Le concile Vatican II appelait à une participation active des fidèles, non à une animation théâtralisée, encore moins à une débauche d’improvisations en tous genres. La messe n’est pas un outil de cohésion sociale festive, c’est le renouvellement non sanglant du sacrifice du Christ. C’est une action de louange, une action de grâce, pas un bal musette !
Alors, une fois de plus, nous nous interrogeons. Et même, disons-le franchement, nous nous indignons de ce deux poids deux mesures.
Morceau choisi
À la veille du pèlerinage de Chartres, le plus important pèlerinage de France, où des milliers de jeunes, familles et prêtres prient dans le respect le plus strict de la liturgie millénaire de l’Église, on nous parle de « division », de « danger pour l’unité ». Mais aucune autorité ne semble s’émouvoir des liturgies-exutoires qui détournent la messe de sa nature sacrée.
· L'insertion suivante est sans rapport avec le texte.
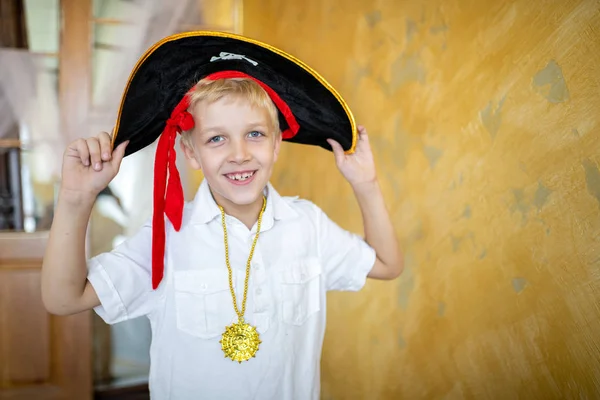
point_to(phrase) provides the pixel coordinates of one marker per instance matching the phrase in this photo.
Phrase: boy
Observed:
(235, 285)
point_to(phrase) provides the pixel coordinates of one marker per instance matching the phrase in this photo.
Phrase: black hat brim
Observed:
(170, 68)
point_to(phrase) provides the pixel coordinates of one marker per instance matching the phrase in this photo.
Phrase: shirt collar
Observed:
(205, 209)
Nous posons donc cette question à Mgr Étienne Guillet, évêque de Saint-Denis, et à Mgr Vincent Jordy, archevêque de Tours chargé du suivi des communautés traditionalistes : reconnaissent-ils que la liturgie doit d’abord développer le sens du sacré et célébrer l’eucharistie comme un mystère central de la foi ? Ou pensent-ils qu’elle est avant tout un moment de convivialité, où le prêtre devient animateur, et l’autel une simple table de banquet à thème ?
Oui, quand on assiste à ce genre de foire liturgique, où tout mystère, toute transcendance, tout sens du sacré a disparu, on comprend mieux pourquoi les menaces qui pèsent sur le déroulement du pèlerinage de Chartres sont perçues par tant de fidèles comme de véritables provocations. Car pendant qu’on délire à Saint-Denis, d’autres prient à genoux à Chartres. Il faudra sans doute choisir.